Unnamed: 0,description,title,job
0,"b""<div><div>Job Requirements:</div><ul><li><p>...",Data scientistÂ,Data Scientist
1,b'<div>Job Description<br/>\n<br/>\n<p>As a Da...,Data Scientist I,Data Scientist
2,b'<div><p>As a Data Scientist you will be work...,Data Scientist - Entry Level,Data Scientist
3,"b'<div class=""jobsearch-JobMetadataHeader icl-...",Data Scientist,Data Scientist
4,b'<ul><li>Location: USA \xe2\x80\x93 multiple ...,Data Scientist,Data Scientist


In [3]:
# Given that description values have HTML, investigate the description column in countvec_df

countvec_df = countvec_df.dropna()  # dropped 1 description, 1 title
countvec_df.isna().sum()

description    0
title          0
job            0
dtype: int64

In [4]:
# Clean HTML out of description values
from bs4 import BeautifulSoup


def clean_html_with_bs4(string):
    soup = BeautifulSoup(string)
    string = soup.get_text()
    return string


countvec_df.description = countvec_df.description.apply(clean_html_with_bs4)

In [5]:
# Clean out newlines from description values

for description in countvec_df.description[:3]:
    print('\\n' in description)


def remove_newlines(s):
    if '\\n' in s:
        s = ' '.join(s.split('\\n'))
        remove_newlines(s)
    return s


countvec_df.description = countvec_df.description.apply(remove_newlines)

True
True
True


In [6]:
# Check countvec_df descriptions

countvec_df.head()

Unnamed: 0,description,title,job
0,"b""Job Requirements: Conceptual understanding i...",Data scientistÂ,Data Scientist
1,"b'Job Description As a Data Scientist 1, you ...",Data Scientist I,Data Scientist
2,b'As a Data Scientist you will be working on c...,Data Scientist - Entry Level,Data Scientist
3,"b'$4,969 - $6,756 a monthContractUnder the gen...",Data Scientist,Data Scientist
4,b'Location: USA \xe2\x80\x93 multiple location...,Data Scientist,Data Scientist


In [7]:
# Widen description column

pd.set_option('display.max_colwidth', 200)
countvec_df.head()

Unnamed: 0,description,title,job
0,"b""Job Requirements: Conceptual understanding in Machine Learning models like Nai\xc2\xa8ve Bayes, K-Means, SVM, Apriori, Linear/ Logistic Regression, Neural, Random Forests, Decision Trees, K-NN a...",Data scientistÂ,Data Scientist
1,"b'Job Description As a Data Scientist 1, you will help us build machine learning models, data pipelines, and micro-services to help our clients navigate their healthcare journey.

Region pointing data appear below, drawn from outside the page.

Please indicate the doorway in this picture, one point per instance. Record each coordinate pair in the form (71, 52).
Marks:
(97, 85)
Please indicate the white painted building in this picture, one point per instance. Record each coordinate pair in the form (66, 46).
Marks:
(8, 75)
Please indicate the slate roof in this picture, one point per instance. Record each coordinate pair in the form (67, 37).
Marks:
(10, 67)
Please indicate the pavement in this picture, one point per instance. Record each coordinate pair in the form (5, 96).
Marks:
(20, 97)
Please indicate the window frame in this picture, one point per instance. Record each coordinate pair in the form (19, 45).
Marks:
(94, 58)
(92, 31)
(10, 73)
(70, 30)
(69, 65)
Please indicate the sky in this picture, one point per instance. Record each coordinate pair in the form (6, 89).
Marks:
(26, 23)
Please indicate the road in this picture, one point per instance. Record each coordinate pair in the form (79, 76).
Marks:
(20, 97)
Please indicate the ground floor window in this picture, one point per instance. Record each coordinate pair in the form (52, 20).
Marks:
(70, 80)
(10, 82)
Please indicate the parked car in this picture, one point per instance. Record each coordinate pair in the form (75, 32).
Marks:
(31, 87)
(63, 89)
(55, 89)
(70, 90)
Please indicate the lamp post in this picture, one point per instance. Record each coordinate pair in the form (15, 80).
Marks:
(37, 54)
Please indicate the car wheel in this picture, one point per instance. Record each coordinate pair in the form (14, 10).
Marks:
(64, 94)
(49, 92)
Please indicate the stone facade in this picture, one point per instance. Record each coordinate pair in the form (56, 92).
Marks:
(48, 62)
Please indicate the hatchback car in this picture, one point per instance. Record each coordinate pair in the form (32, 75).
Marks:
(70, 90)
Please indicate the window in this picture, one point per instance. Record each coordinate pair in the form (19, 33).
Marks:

You will do so b...",Data Scientist I,Data Scientist
2,"b'As a Data Scientist you will be working on consulting side of our business. You will be responsible for analyzing large, complex datasets and identify meaningful patterns that lead to actionable...",Data Scientist - Entry Level,Data Scientist
3,"b'$4,969 - $6,756 a monthContractUnder the general supervision of Professors Dana Mukamel and Kai Zheng, the incumbent will join the CalMHSA Mental Health Tech Suite Innovation (INN) Evaluation Te...",Data Scientist,Data Scientist
4,"b'Location: USA \xe2\x80\x93 multiple locations 2+ years of Analytics experience Understand business requirements and technical requirements Can handle data extraction, preparation and transformat...",Data Scientist,Data Scientist


In [8]:
# Look at job column values

countvec_df.job.value_counts()

Data Scientist    250
Data Analyst      249
Name: job, dtype: int64

In [9]:
# Categorical encoding of job values

countvec_df['label_num'] = countvec_df.job.map({'Data Scientist': 0, 'Data Analyst': 1})
countvec_df.head()

Unnamed: 0,description,title,job,label_num
0,"b""Job Requirements: Conceptual understanding in Machine Learning models like Nai\xc2\xa8ve Bayes, K-Means, SVM, Apriori, Linear/ Logistic Regression, Neural, Random Forests, Decision Trees, K-NN a...",Data scientistÂ,Data Scientist,0
1,"b'Job Description As a Data Scientist 1, you will help us build machine learning models, data pipelines, and micro-services to help our clients navigate their healthcare journey. You will do so b...",Data Scientist I,Data Scientist,0
2,"b'As a Data Scientist you will be working on consulting side of our business. You will be responsible for analyzing large, complex datasets and identify meaningful patterns that lead to actionable...",Data Scientist - Entry Level,Data Scientist,0
3,"b'$4,969 - $6,756 a monthContractUnder the general supervision of Professors Dana Mukamel and Kai Zheng, the incumbent will join the CalMHSA Mental Health Tech Suite Innovation (INN) Evaluation Te...",Data Scientist,Data Scientist,0
4,"b'Location: USA \xe2\x80\x93 multiple locations 2+ years of Analytics experience Understand business requirements and technical requirements Can handle data extraction, preparation and transformat...",Data Scientist,Data Scientist,0


In [10]:
# Train-test split model validation

X = countvec_df.description
y = countvec_df.label_num

X_train, X_test, y_train, y_test = train_test_split(X, y, test_size=0.2, random_state=42)

In [11]:
# Check shape of 4 pandas Series objects

X_train.shape, X_test.shape, y_train.shape, y_test.shape

((399,), (100,), (399,), (100,))

In [12]:
# Run vectorizer to get bigrams, and look at tokenization of vocabulary

vectorizer = CountVectorizer(max_features=None, ngram_range=(1,2), stop_words='english')
vectorizer.fit(X_train)
print(vectorizer.vocabulary_)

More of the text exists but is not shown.